We show how interval-based temporal separation on the extension of Moszkowski's discrete time interval temporal logic (Moszkowski, 1986) by the neighbourhood modalities (ITL-NL) and a lemma which is key in establishing this form of separation in (Guelev and Moszkowski, 2022) can be used to obtain concise proofs of an interval-based form of the reactivity normal form as known from (Manna and Pnueli, 1990), a new normal form for ITL formulas which, given a state formula w, features the conditions that the maximal w- and non w-subintervals of an interval satisfying the given formula need to satisfy, the expressibility of the inverse of the temporal projection operator from (Halpern, Manna and Moszkowski, 1983), the elimination of propositional quantification in ITL-NL and, consequently, uniform Craig interpolation and Beth definability for ITL-NL.

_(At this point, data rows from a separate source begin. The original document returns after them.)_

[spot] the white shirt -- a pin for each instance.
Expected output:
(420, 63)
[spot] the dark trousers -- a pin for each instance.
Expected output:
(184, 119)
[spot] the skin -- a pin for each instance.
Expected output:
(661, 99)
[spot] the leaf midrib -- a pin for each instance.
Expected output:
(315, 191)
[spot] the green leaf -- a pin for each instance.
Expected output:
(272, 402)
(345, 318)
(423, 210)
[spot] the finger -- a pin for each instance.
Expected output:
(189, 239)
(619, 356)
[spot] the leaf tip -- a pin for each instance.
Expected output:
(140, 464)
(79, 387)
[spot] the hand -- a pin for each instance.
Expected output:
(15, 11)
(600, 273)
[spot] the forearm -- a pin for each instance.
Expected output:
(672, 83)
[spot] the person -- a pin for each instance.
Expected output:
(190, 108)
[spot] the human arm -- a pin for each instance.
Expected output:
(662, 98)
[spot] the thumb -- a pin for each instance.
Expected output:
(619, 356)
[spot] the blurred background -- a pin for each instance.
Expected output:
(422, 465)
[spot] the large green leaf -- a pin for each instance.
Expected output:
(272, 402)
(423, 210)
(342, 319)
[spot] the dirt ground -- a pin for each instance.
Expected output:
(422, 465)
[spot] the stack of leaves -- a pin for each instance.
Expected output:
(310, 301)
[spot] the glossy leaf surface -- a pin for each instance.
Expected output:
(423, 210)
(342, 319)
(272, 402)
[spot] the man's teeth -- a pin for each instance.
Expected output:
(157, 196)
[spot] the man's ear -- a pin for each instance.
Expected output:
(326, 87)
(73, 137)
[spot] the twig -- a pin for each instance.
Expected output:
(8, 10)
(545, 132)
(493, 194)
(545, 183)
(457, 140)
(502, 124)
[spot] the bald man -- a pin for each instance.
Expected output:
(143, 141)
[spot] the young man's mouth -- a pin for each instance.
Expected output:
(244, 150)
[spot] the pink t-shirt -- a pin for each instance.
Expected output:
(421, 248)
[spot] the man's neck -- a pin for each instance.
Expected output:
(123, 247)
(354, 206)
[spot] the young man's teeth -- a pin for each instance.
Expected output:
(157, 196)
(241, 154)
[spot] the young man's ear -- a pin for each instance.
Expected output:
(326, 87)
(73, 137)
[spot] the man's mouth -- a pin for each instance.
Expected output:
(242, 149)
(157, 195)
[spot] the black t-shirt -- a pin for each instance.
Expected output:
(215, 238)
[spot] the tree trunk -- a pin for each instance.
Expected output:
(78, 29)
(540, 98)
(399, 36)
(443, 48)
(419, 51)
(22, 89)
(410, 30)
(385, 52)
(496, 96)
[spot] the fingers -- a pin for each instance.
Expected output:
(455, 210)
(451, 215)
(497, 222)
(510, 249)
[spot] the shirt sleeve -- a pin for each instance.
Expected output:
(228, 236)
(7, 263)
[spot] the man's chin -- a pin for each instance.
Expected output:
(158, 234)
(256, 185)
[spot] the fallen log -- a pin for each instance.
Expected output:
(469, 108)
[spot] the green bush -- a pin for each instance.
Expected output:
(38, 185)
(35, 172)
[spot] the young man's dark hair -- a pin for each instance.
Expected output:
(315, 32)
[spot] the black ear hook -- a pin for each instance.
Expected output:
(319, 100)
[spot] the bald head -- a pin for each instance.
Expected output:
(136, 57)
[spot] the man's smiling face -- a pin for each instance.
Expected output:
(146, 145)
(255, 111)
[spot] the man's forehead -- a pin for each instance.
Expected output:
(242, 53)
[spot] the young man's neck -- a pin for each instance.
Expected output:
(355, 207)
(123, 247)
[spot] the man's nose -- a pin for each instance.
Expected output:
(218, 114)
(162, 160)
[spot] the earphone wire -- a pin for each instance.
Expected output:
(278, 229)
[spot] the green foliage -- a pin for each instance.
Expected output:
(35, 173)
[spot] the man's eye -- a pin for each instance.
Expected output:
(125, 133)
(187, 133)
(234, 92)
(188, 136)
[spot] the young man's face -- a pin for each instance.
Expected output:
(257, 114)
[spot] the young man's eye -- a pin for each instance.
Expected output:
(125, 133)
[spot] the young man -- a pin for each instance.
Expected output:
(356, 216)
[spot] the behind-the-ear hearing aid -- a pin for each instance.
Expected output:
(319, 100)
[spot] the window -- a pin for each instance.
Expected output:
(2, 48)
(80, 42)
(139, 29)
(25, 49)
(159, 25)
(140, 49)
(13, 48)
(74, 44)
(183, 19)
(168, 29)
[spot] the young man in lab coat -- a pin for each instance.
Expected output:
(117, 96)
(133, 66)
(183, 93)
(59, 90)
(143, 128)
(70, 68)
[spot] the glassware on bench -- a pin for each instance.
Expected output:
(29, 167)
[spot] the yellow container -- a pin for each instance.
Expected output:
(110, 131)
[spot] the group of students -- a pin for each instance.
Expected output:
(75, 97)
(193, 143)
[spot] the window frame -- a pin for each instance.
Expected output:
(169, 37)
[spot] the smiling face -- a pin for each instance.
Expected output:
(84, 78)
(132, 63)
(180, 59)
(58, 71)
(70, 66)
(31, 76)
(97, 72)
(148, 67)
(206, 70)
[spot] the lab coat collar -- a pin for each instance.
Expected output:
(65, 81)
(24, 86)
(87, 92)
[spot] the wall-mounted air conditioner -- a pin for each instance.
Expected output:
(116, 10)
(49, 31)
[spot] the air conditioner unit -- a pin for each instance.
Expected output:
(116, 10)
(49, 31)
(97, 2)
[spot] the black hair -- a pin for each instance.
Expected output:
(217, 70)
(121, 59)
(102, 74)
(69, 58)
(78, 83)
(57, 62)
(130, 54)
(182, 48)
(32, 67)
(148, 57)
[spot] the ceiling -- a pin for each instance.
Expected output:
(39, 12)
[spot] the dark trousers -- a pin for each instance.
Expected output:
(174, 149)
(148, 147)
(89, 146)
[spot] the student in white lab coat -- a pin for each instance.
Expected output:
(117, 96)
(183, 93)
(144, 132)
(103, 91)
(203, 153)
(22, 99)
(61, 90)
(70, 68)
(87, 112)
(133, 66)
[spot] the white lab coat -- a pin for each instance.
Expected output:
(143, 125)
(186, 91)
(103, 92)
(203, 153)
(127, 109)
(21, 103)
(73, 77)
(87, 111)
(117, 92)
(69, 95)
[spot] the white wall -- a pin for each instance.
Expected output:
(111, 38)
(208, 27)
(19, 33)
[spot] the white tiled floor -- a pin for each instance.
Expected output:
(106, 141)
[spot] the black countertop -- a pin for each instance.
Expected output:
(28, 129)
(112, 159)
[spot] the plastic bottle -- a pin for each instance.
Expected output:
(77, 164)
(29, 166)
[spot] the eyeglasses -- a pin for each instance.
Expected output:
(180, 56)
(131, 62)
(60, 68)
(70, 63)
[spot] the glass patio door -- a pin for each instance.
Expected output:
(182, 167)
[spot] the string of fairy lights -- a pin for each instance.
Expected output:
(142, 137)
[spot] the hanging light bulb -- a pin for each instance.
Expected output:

翻译：我们展示了如何利用基于区间的时间分离，结合Moszkowski离散时间区间时序逻辑（Moszkowski, 1986）的邻域模态扩展（ITL-NL）以及（Guelev and Moszkowski, 2022）中确立该分离形式的关键引理，来简洁地证明以下结果：源自（Manna and Pnueli, 1990）的基于区间的反应性范式；一种新的ITL公式范式，该范式在给定状态公式w时，刻画了满足给定公式的区间中最大w子区间与非w子区间所需满足的条件；（Halpern, Manna and Moszkowski, 1983）中时序投影算子逆的表达性；ITL-NL中命题量词的消去；以及由此导出的ITL-NL的一致Craig插值与Beth可定义性。